Authentication and Authorization

Our projects use Authentic for authentication. Please review Intro to Authentic for a summary of how it works.

Reporting bugs

Make a bug report about any part of a project that didn't work as expected. Try also to give some context to a problem you are encountering, and give as much details as possible like steps to reproduce, and the manifestation on it, like logs screenshots or such.
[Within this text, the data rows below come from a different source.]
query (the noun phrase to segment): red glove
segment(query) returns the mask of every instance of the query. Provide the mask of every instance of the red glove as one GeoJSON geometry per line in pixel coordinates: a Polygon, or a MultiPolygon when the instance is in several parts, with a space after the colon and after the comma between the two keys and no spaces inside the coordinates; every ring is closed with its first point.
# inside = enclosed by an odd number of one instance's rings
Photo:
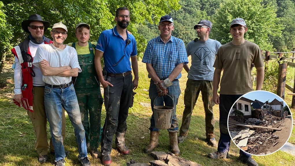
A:
{"type": "Polygon", "coordinates": [[[15,104],[17,106],[19,107],[20,106],[20,104],[17,101],[15,100],[15,99],[14,98],[12,100],[13,101],[13,103],[14,103],[14,104],[15,104]]]}
{"type": "Polygon", "coordinates": [[[167,95],[168,90],[165,87],[163,87],[162,84],[163,83],[163,80],[161,80],[157,83],[155,83],[157,88],[157,92],[158,93],[158,96],[162,96],[167,95]]]}

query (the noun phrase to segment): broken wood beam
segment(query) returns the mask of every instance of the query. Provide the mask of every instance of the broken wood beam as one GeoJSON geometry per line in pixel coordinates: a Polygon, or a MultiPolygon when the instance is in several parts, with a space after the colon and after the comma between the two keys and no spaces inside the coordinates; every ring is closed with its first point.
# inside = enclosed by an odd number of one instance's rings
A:
{"type": "Polygon", "coordinates": [[[271,129],[271,130],[279,130],[280,131],[282,130],[281,129],[278,129],[278,128],[274,128],[273,127],[266,127],[265,126],[259,126],[249,125],[248,124],[241,124],[240,123],[236,124],[236,125],[237,126],[243,126],[244,127],[253,127],[254,128],[266,129],[271,129]]]}

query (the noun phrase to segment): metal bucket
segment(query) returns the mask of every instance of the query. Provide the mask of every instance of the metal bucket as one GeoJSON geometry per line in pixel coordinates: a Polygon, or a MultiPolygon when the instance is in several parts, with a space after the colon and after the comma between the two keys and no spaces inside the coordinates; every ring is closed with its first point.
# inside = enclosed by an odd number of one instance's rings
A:
{"type": "MultiPolygon", "coordinates": [[[[171,98],[174,105],[173,99],[170,96],[167,96],[171,98]]],[[[168,129],[171,127],[174,107],[163,106],[156,106],[155,105],[155,101],[156,98],[156,97],[154,101],[155,127],[159,129],[168,129]]]]}

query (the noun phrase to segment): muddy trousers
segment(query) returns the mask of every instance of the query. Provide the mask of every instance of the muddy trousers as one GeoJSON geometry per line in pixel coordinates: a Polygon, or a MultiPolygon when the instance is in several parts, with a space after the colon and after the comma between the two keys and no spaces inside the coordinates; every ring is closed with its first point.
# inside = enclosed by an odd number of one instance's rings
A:
{"type": "Polygon", "coordinates": [[[188,79],[185,90],[184,110],[182,116],[182,122],[180,127],[179,135],[185,136],[189,132],[189,124],[193,110],[199,96],[200,91],[202,94],[205,112],[206,137],[214,138],[214,117],[213,106],[213,81],[194,80],[188,79]]]}
{"type": "MultiPolygon", "coordinates": [[[[33,129],[36,137],[35,148],[39,156],[47,155],[49,148],[47,139],[47,119],[44,106],[44,87],[34,86],[33,88],[33,108],[34,112],[27,111],[33,124],[33,129]]],[[[62,116],[62,135],[64,141],[65,138],[65,111],[62,116]]],[[[52,140],[50,139],[50,150],[54,152],[52,140]]]]}
{"type": "Polygon", "coordinates": [[[82,124],[85,130],[86,143],[91,149],[99,145],[100,121],[103,100],[99,87],[91,89],[75,89],[81,113],[82,124]]]}
{"type": "MultiPolygon", "coordinates": [[[[227,129],[227,117],[231,108],[236,101],[242,95],[223,95],[219,96],[219,127],[220,137],[217,149],[222,153],[230,150],[230,136],[227,129]]],[[[250,157],[251,155],[240,149],[240,155],[244,157],[250,157]]]]}
{"type": "Polygon", "coordinates": [[[125,143],[127,126],[126,119],[132,95],[132,75],[124,77],[108,76],[106,80],[113,86],[104,88],[104,97],[106,116],[101,134],[101,152],[110,154],[114,135],[117,145],[125,143]]]}

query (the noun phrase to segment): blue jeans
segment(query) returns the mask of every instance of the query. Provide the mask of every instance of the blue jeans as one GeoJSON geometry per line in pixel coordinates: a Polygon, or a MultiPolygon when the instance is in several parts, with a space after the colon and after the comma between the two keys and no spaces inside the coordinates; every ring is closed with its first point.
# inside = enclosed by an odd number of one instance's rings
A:
{"type": "MultiPolygon", "coordinates": [[[[222,153],[227,153],[230,150],[230,136],[227,129],[227,117],[230,108],[236,101],[242,95],[223,95],[219,96],[219,128],[220,137],[218,141],[217,150],[222,153]]],[[[240,149],[240,155],[248,158],[251,155],[240,149]]]]}
{"type": "Polygon", "coordinates": [[[154,101],[155,101],[155,105],[156,106],[163,106],[164,103],[167,106],[174,107],[173,115],[172,117],[172,122],[171,126],[168,129],[169,132],[178,132],[178,121],[176,117],[176,105],[178,102],[178,98],[180,95],[181,92],[180,88],[179,87],[179,82],[178,80],[176,80],[172,81],[173,84],[168,87],[168,94],[171,96],[174,103],[172,102],[171,98],[166,96],[163,97],[157,97],[158,96],[158,93],[157,92],[157,88],[155,82],[151,79],[150,84],[150,88],[149,89],[149,96],[150,98],[150,105],[152,106],[152,110],[153,114],[150,119],[150,130],[152,131],[158,131],[160,129],[156,128],[155,124],[155,115],[154,114],[154,101]],[[156,99],[155,101],[155,99],[156,99]]]}
{"type": "Polygon", "coordinates": [[[62,107],[68,113],[74,127],[79,159],[87,157],[85,130],[82,124],[73,86],[72,84],[69,87],[63,88],[53,88],[45,86],[44,92],[44,103],[55,149],[55,161],[65,157],[61,135],[62,107]]]}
Ideally bug report should contain following:

  1. Any important context info that might matter to behavior/manifestation (like OS, node version, npm version, NODE_ENV)
  2. Exact steps to reproduce
  3. Expected behavior
  4. Actual behavior
  5. Manifestation record if possible (logs/screenshots)
  • When writing about logs/code use markdown syntax.
  • Open an issue for that particular project on github.

Suggesting Enhancements

Should you think that we could make a project work better, please feel free to suggest a way. We love feedback and we wish to keep things simple and improve them over time. We are building this bottom up and trying to evolve it and make more performant over time.